Vecinos de Santa Úrsula me aseguran que las obras han presentado problemas y molestias. Todo mal planeado. En martes, por ejemplo, “se les ocurre cerrar, cuando hay tianguis, en lugar de cerrar hoy (miércoles) o el lunes para que el tránsito fluya”, me dice Daniela Díaz, dueña de una farmacia de barrio que ha hecho recorridos de 45 minutos para llegar a su negocio, en lugar de que le permitan pasar de Tlalpan a su local, que está a cuatro cuadras.

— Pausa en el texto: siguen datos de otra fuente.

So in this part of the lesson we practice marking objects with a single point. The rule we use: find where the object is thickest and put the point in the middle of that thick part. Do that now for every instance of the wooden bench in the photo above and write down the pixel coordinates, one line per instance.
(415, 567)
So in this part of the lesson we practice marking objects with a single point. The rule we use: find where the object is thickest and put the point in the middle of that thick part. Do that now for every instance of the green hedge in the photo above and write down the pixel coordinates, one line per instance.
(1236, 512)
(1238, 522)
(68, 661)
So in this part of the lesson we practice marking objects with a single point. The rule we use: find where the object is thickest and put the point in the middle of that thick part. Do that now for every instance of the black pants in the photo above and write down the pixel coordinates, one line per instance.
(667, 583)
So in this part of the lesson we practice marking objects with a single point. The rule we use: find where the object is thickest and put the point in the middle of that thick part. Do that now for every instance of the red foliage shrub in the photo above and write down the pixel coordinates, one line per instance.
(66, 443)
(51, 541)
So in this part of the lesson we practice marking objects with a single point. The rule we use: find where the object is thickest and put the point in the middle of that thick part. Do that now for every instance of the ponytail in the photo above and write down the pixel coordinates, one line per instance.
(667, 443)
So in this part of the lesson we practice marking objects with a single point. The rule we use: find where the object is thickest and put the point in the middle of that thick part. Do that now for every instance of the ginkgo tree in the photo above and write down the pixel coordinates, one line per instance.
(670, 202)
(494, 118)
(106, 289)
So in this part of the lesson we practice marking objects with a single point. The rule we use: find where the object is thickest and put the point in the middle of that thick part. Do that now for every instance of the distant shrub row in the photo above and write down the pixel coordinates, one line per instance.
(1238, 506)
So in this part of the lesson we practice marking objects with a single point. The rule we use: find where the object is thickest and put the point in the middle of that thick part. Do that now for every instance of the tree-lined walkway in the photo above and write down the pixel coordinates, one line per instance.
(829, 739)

El caso es que me encuentro a las afueras de la obra de los arquitectos Pedro Ramírez Vázquez y Rafael Mijares, y me entero de que la jefa de Gobierno de la CDMX, Clara Brugada, inaugurará un bonito parque. Acompañada por miembros de su gabinete y los alcaldes de Coyoacán y Tlalpan, aprovecharon para mostrar algunas mejoras al espacio público. Demagogia mundialista, pues. Habrá que darse una vuelta dentro de un año, digamos, a ver las condiciones de estos lugares que se presumieron. Ni logros ni hitos. Con futbol o sin él, es obligación de las autoridades hacer mantenimiento preventivo y correctivo. Si se me permite la analogía, en la milicia las “peticiones” se llaman “órdenes”.
Y claro que uno no es experto ni mucho menos. Pero al Estadio Banorte como que le falta y quién sabe si estará listo al ciento por ciento, en todos los órdenes, dentro de dos meses. Alguien con conocimiento de causa me dijo: “No creo”, puesto que van atrasadísimos.
Ante el Azteca sigue, y seguirá, por fortuna, El sol rojo, la escultura monumental de Alexander Calder, pero precisamente el círculo bermellón ha perdido un poco su color. ¿Le vendría bien una manita de gato? Posiblemente, pero no se les vaya a ocurrir a los ingenieros de ICA meter mano. Para ello hay restauradores muy buenos y, eventualmente, habría que hacer una solicitud formal a las autoridades culturales, me parece.
Hoy habrá un caos a kilómetros a la redonda del Azteca por el partido mencionado, prueba de fuego para el Mundial 2026. Suerte con eso.